The nine-year deal will see Airbnb become the Games’ ‘unique accommodation products and unique experiences services’ partner and take a seat alongside other top-tier sponsors including Coca-Cola, Toyota and Alibaba.
The deal is a sign of Airbnb’s ambitions on the global stage and its desire to show how it can positively impact the economy, society and environment. Stats suggesting its service cuts back on the need to build hotels specifically for the Olympics are littered throughout the announcement, while Airbnb is also keen to show the role it is playing in helping refugees find accommodation.
This approach will be key as the brand continues to face opposition from cities worried that its service is pushing out people who want to live and work there, as well as complaints about anti-social behaviour.
READ MORE: Airbnb inks first major global sponsorship with Olympics deal
Playing with media mix modelling
Big brands (think the Diageos, Boots and Centricas of this world) have long spent a decent chunk of their marketing budgets figuring out the best channels in which to put their investment, be that through econometrics, attribution or media mix modelling.
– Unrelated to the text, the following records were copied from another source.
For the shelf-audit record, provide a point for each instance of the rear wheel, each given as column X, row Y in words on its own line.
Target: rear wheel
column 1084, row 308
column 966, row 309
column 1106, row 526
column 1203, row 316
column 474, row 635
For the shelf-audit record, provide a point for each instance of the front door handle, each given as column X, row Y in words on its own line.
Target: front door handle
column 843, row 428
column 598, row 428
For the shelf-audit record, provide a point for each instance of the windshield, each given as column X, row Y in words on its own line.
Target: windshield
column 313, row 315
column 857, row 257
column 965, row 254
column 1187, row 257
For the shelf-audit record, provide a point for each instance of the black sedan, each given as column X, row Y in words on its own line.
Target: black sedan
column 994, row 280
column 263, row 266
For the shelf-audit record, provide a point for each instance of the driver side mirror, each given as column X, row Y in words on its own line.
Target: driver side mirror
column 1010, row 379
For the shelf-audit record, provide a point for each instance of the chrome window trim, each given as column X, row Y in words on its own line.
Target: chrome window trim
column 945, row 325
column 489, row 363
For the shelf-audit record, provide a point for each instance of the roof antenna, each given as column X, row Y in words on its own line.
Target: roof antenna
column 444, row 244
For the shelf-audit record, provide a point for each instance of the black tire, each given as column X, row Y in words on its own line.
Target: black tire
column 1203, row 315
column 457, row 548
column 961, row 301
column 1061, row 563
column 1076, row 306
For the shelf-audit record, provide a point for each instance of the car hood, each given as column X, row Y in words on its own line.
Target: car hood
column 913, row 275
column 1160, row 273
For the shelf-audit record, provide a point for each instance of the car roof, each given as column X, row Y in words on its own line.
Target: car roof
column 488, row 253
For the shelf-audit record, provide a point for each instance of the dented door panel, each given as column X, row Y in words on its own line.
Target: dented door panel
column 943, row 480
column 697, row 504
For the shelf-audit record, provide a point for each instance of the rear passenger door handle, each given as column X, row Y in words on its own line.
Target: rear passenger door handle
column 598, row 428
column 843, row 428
However, this can be a costly (and time-consuming) exercise and one that not all brands can afford. So to help those that can’t, Thinkbox – alongside partners Wavemaker, Gain Theory and MediaCom – has analysed £1.4bn in media spend from 50 brands and used the data to create a tool that shows, depending on six variables, what an optimal media mix might look like.
This should prove pretty helpful for brands, as well as providing some fun (if that’s the right word) for others who want to play around. And this isn’t just about fixing models so TV gets the most spend. Play with it enough and you can get TV spend down to 13% of budget, meaning this isn’t just a stunt by Thinkbox to get everyone spending 75% of their budgets on Gogglebox and I’m a Celebrity.
Thinkbox has backed up its tool with research that shows which media channels perform best on different metrics. TV, for example, is found to be least risky, delivering just 20% of variance from the median return. That also means, however, that for those will to taking a risk it might not be the best medium.
There’s also some data on the ‘multiplier effect’ across different media and which drives the highest short-term and longer-term growth.
READ MORE: TV the ‘least risky’ form of advertising, finds new research
Data key for EasyJet as it launches package holiday service
The demise of Thomas Cook earlier this year hasn’t put EasyJet off launching its own service.
Its CEO Johan Lundgren sees a gap in the market for a “high-quality product” that offers “flexibility, great hotels and great value”. That will mean a focus on technology and data to build a service that offers something different to the incumbents.
Unfortunately, that also means we won’t see a hiring spree for EasyJet holiday reps. There will be no men and women in orange uniforms encouraging customers to sign up to bar crawls or booze cruises.
Instead, EasyJet wants to use technology to get real-time feedback and data to analyse what customers need. That makes sense. But EasyJet will need to remember that booking holidays is a big outlay for most people and an emotional one. It’s not an area where data alone can lead to success.